# WordPress Woocommerce & FTP



## TimEvans (Aug 13, 2015)

Hi Everyone!

The new version of woocommerce that I updated to is currently conflicting with my current WordPress theme (Theme X). I was told to downgrade to an older version of Woocommerce and replace via FTP which is grand. So I have an older version of WooCommerce, unzipped, on my desktop and have the FTP open. Do I simply drag old version woocommerce folder into FTP to overwright current version or just replace a few files.. In my FTP I go into:

www / wp-content / plugins

and I see two folders

woocommerce
woocommerce-gateway-realex-redirect

...Sorry I'm a newbie and really worried about effin this up haha..


----------



## colinsp (Sep 5, 2007)

rename the woocommerce folder to something like old-woo.
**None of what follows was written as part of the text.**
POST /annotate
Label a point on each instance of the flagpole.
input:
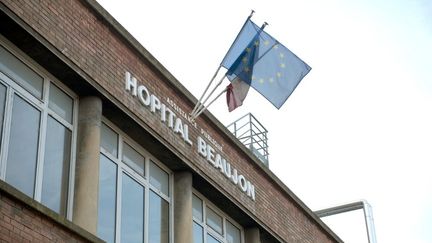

Create a new folder called woocommerce. ftp everything from your unzipped file to the new woocommerce folder, ensue you keep and subfolders intact. If it all goes wrong you can always revert to the old-woo folder.


----------



## xhtmljunkies123 (Aug 19, 2015)

After you backup your site go to *Plugins > Installed Plugins* within WordPress to view a list of plugins you've previously installed. If an upgrade to WooCommerce is available you will see a notice beneath the plugin listing which states the point release which is now available as well as links to view the details of that version and to upgrade automatically.


----------



## iakmedia (Sep 11, 2015)

What Colin suggested would be best here. Simply rename your current install the drag the 'old' one into the plugins folder. That way, you can keep the newer one just in case you need it then activate the older version in the plugins section of the WordPress dashboard.


----------



## dvk01 (Dec 14, 2002)

The best & safest way is uninstall the old woo commerce plug in
then upload the new plugin in the zip file to your WP control panel by using add new plugin /upload plugin
However if you don't fix the theme to be able to use the new version of WooCommerce you will soon find problems. Most WooCommerce updates are to fix security holes and vulnerabilities 
Don't try to ftp & overwrite files, it will definitely go wrong


----------